Dealers accumulate stock, some models are out of the market in terms of price and content, and the electric range appears misaligned with Chinese and Korean competitors. This is the year in which Stellantis discovers that product strategy cannot be just a variable of financial strategy.

The STLA platforms

When Stellantis presented its industrial architecture, it identified four major multi-energy platforms: STLA Small, STLA Medium, STLA Large and STLA Frame. Starting with the STLA Small, the platform for city cars and electric B-segment, STLA Small was supposed to support the relaunch of Fiat, Lancia and Citroën in the heart of the European market. Five years after the merger, however, no STLA Small model is still in production. Fiat continues to live on previous architectures (electric 500 on a dedicated base, Panda on an outdated platform) and to see the new Peugeot 208 on a STLA Small base we will have to wait until 2027. Moving on to STLA Medium, the platform that replaced PSA's old EMP2, a long list of models are produced such as the Peugeot 3008, 5008, Opel Grandland, Jeep Compass and DS No. 8, the recent Peugeot 308 and in the future will be used on several models including Lancia Delta. Assembled at plants in Eisenach, Melfi, Rennes and Sochaux, it is designed to be used on models between 430 and 490 cm long, with a wheelbase of up to 290 cm and with front-wheel drive or 4x4. Larger models will arrive on the STLA Large, a strategic platform for North America and premium brands (Jeep, Dodge, Alfa Romeo). Brought to debut by the Dodge Charger Daytona, it will also arrive on future Lancia, Alfa Romeo and Maserati models. The latest architecture is the STLA Frame, dedicated to pickups and body-on-frame vehicles for Ram and Jeep. In this case, autonomies of up to 800 kilometres are expected for electric vehicles and characteristics suitable for work vehicles.

The most important models

In the five years of the Stellantis era, a long list of models of high commercial success and strategic importance have been produced and launched. Starting with ex-Fca brands, the Jeep Avenger is surely the most significant not only for its sales results and for winning the Car of the Year award in 2023, but for its debut in the compact SUV segment and for a truly multi-energy range. It is impossible to forget the Fiat 500, recently arrived in a mild hybrid version based on the shape of the electric version, the Grande Panda built on the platform shared with the Citroen C3 and the 600. Moving on to Alfa Romeo, the change of name of the compact suv (from Milano to Junior, a change that took place after the launch) will remain in history, while Tonale expanded its range of high-wheelers. Lancia changed positioning with the Ypsilon, a very close relative of the Opel Corsa and Peugeot 208, while Maserati launched the Grecale in 2022. On the former PSA front, Peugeot is changing positioning (upwards) starting with the 3008, while Citroen seems to have finally found its space with 'smart' models with a good price/performance ratio such as the recent C5 Aircross. On the US side, Ram has said goodbye to the electric version and arrived in Europe with the 1500.

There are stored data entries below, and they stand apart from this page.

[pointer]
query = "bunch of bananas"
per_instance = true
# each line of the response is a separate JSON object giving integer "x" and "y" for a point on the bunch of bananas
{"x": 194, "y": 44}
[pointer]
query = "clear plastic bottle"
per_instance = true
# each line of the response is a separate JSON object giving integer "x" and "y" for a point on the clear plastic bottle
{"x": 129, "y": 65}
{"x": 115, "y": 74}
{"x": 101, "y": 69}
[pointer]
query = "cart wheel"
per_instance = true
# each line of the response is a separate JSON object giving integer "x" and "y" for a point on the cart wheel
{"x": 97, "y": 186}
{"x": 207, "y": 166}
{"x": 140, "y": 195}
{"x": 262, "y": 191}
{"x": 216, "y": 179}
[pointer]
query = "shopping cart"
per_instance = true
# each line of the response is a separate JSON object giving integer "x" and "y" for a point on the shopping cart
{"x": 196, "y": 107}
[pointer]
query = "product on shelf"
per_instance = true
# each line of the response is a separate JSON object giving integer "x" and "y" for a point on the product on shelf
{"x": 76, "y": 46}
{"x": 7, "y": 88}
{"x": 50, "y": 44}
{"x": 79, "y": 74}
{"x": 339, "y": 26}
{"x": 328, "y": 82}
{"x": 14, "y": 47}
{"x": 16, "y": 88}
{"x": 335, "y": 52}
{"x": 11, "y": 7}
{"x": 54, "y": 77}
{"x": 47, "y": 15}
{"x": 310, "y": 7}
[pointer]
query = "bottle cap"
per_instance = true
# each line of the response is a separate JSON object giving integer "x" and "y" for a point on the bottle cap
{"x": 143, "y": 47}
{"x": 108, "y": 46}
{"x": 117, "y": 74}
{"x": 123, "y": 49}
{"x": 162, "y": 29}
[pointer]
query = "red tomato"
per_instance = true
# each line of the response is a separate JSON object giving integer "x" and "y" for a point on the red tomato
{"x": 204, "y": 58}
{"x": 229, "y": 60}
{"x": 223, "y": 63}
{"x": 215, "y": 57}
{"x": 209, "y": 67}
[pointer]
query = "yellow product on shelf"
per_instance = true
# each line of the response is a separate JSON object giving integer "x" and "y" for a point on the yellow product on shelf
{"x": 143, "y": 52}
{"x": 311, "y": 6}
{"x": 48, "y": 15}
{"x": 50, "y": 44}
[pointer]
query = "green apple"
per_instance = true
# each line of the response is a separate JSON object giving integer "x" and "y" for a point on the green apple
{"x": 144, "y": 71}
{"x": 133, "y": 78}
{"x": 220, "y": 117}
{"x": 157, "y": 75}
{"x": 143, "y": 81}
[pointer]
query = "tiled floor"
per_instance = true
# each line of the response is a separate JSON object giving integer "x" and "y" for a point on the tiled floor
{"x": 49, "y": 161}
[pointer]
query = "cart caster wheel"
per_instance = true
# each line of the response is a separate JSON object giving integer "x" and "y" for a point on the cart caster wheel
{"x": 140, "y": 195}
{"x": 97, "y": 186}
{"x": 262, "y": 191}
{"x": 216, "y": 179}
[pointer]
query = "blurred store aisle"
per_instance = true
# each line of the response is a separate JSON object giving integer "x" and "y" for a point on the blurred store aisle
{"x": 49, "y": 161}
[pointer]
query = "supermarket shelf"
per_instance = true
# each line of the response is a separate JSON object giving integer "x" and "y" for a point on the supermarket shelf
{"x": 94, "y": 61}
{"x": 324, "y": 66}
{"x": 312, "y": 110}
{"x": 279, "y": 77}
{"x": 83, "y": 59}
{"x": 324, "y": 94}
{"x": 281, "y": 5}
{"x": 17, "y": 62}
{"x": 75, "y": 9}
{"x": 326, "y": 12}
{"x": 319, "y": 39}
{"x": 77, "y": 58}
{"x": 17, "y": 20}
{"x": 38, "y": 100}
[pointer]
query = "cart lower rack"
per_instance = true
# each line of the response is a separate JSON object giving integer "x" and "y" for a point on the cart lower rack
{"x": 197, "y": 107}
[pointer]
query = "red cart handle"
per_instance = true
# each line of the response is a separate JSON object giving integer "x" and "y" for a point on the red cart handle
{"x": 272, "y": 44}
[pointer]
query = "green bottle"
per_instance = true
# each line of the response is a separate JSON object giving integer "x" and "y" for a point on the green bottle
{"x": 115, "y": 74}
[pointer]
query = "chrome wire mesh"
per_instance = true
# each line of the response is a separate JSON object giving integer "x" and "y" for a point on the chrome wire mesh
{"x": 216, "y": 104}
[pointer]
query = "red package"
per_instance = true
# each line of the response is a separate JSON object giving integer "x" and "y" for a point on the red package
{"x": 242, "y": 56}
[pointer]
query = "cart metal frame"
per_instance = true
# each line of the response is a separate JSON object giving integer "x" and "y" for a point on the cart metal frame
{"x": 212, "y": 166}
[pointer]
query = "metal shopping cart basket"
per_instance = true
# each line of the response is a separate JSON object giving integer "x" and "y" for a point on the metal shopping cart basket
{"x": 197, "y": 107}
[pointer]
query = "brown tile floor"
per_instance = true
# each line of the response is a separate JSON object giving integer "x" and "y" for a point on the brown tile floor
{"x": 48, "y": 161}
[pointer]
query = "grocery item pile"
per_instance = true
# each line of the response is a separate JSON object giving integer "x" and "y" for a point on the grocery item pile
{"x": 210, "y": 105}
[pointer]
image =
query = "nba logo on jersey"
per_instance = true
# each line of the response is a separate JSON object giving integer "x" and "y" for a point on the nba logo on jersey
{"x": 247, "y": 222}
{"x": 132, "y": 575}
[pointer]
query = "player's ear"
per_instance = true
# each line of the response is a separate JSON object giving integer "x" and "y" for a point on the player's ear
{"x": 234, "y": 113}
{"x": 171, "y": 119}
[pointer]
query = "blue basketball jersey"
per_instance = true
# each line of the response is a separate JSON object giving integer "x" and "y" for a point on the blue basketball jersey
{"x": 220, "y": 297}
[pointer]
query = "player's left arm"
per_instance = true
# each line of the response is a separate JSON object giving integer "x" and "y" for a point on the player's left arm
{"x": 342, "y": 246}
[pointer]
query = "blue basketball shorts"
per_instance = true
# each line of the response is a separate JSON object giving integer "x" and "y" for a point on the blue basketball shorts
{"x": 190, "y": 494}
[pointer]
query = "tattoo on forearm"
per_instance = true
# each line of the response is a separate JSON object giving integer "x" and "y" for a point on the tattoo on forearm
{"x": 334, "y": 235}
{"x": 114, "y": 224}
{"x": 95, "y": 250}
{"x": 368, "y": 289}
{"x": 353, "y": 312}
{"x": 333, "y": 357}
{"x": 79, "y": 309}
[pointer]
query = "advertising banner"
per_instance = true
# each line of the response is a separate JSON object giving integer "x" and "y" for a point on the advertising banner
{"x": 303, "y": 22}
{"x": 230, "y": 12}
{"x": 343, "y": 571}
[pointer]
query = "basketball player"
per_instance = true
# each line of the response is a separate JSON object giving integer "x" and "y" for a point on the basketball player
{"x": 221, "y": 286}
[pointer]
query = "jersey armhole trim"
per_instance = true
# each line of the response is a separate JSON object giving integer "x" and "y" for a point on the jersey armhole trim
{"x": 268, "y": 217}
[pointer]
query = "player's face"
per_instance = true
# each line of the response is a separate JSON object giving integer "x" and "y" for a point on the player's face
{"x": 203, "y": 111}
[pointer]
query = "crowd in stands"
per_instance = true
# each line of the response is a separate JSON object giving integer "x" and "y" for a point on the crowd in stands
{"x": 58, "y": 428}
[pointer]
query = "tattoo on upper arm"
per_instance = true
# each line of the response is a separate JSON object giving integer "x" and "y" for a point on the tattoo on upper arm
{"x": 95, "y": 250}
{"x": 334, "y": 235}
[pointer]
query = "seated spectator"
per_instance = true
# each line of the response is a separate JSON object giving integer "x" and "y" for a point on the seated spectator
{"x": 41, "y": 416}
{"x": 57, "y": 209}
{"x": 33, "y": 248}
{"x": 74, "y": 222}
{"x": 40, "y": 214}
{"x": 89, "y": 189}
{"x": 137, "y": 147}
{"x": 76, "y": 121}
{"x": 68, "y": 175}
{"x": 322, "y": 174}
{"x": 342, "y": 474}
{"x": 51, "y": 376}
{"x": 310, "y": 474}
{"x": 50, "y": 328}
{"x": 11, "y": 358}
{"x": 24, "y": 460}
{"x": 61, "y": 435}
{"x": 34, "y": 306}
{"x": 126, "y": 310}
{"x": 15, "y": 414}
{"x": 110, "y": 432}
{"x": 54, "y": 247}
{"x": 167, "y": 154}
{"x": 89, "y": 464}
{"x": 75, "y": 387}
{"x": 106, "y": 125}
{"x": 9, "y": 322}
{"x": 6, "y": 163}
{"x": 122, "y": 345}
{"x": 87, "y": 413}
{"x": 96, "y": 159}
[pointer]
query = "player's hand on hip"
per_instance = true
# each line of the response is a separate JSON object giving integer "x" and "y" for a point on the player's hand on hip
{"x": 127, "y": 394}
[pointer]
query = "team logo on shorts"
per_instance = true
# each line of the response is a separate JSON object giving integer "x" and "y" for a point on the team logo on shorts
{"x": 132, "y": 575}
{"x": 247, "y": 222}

Five years later: the product returns to the centre

Five years after the merger, Stellantis is no longer just a story of margins and synergies. Platforms were designed, but not yet fully transformed into products; brands were preserved, but not all relaunched; factories were defended, but often under-utilised. The transition from Carlos Tavares to Antonio Filosa marks precisely this change of perspective: from the control of numbers to the recovery of the centrality of the product. Because in the automotive industry, in the end, accounts always follow cars. And Stellantis, today, must prove that it still knows how to build them at the right time.